Of course, that didn’t mean the scuff couldn’t have come from a previous prisoner, Dr. Lyman, Sheriff Lowell, or the deputy, Archie. Hick squatted on his haunches and studied the mark. “It does seem new,” he pondered out loud. Now that his attention
had been caught, he noticed a shower of dust on the floor and glanced up, again, at the pipe.
Hick placed the chair beneath the pipe and climbed up to study it more closely. A large swath of dust, almost a foot wide, was smeared off on both sides of the remaining sheet. He reached up and used his pocket knife to cut down what was left of the bed sheet hanging from the pipe and then looked at the knot. It was an elaborate knot, nothing like what Hick expected to find. Glancing around, he assured himself no one had seen him, and stuffed the remaining strip of knotted sheet in his pant’s pocket.
He ran his hand along the pipe. Why was such a large swath of dust disturbed? Reaching up, he mimicked tying a sheet around the pipe and estimated a three to four inch swath accounting for the width of the sheet and any movement from Skaggs. But this was over a foot wide. It didn’t make sense. His gaze went back to Skaggs. He wasn’t sure what to make of all of it, but something was wrong.

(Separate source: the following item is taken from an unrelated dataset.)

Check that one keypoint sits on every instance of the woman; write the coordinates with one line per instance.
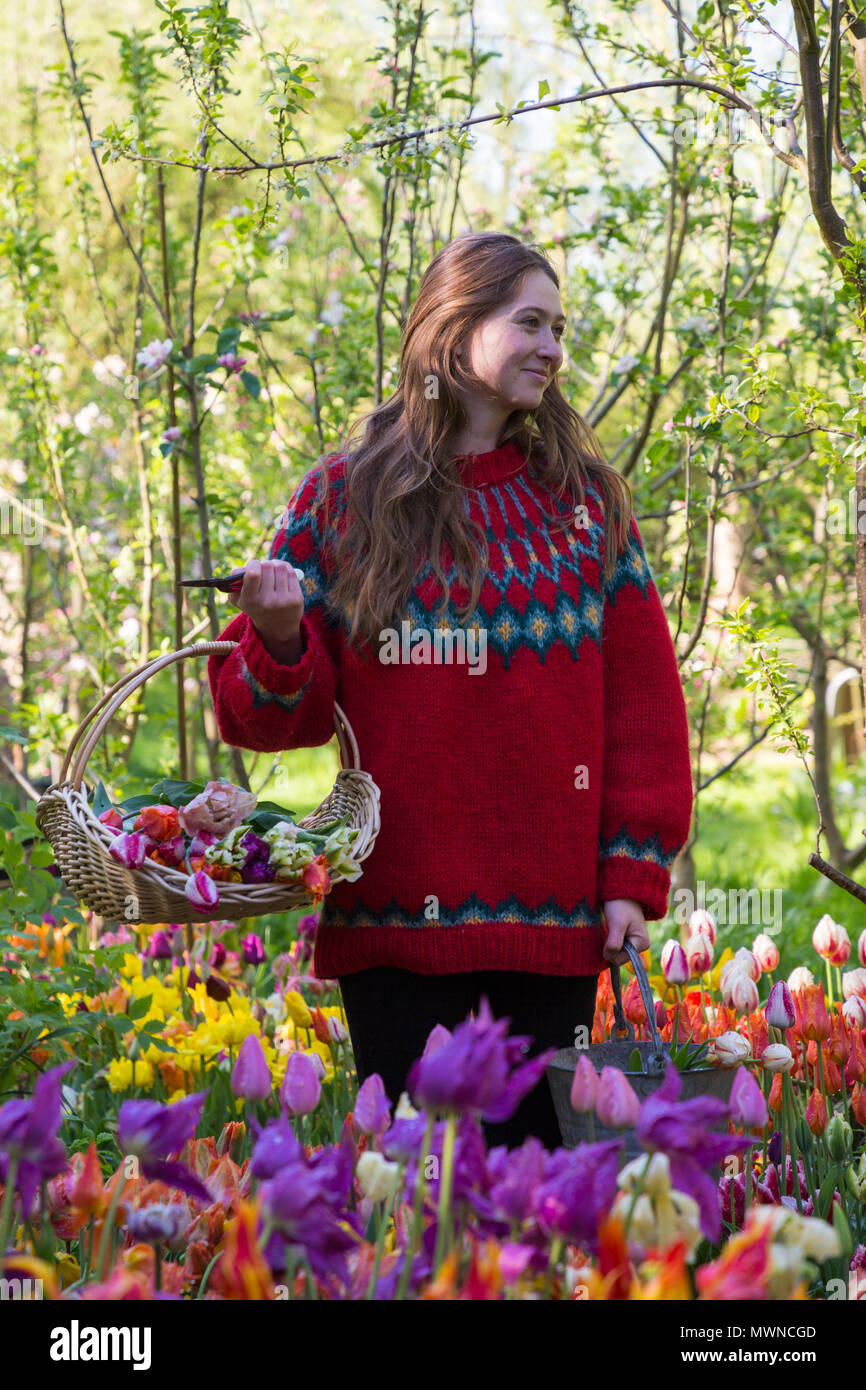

A horrible, sickening realization washed over him. A lynching. That is what this resembled. Happily, he’d never seen one in person, but he’d read about them. He’d read about what they looked like, the suffering the victim endured, the scars on the trees for the community to have to see every day as a constant reminder. He’d read about the amount of brute strength needed to hoist a man over a tree branch, rafters, or even a bridge. And he’d read about the evidence left behind.
“Son of a bitch,” he muttered under his breath.
Carol stared straight ahead as Hick climbed in the car, clearly angry with him and everyone else in the world. “What took you so long?” she asked, not meeting his gaze.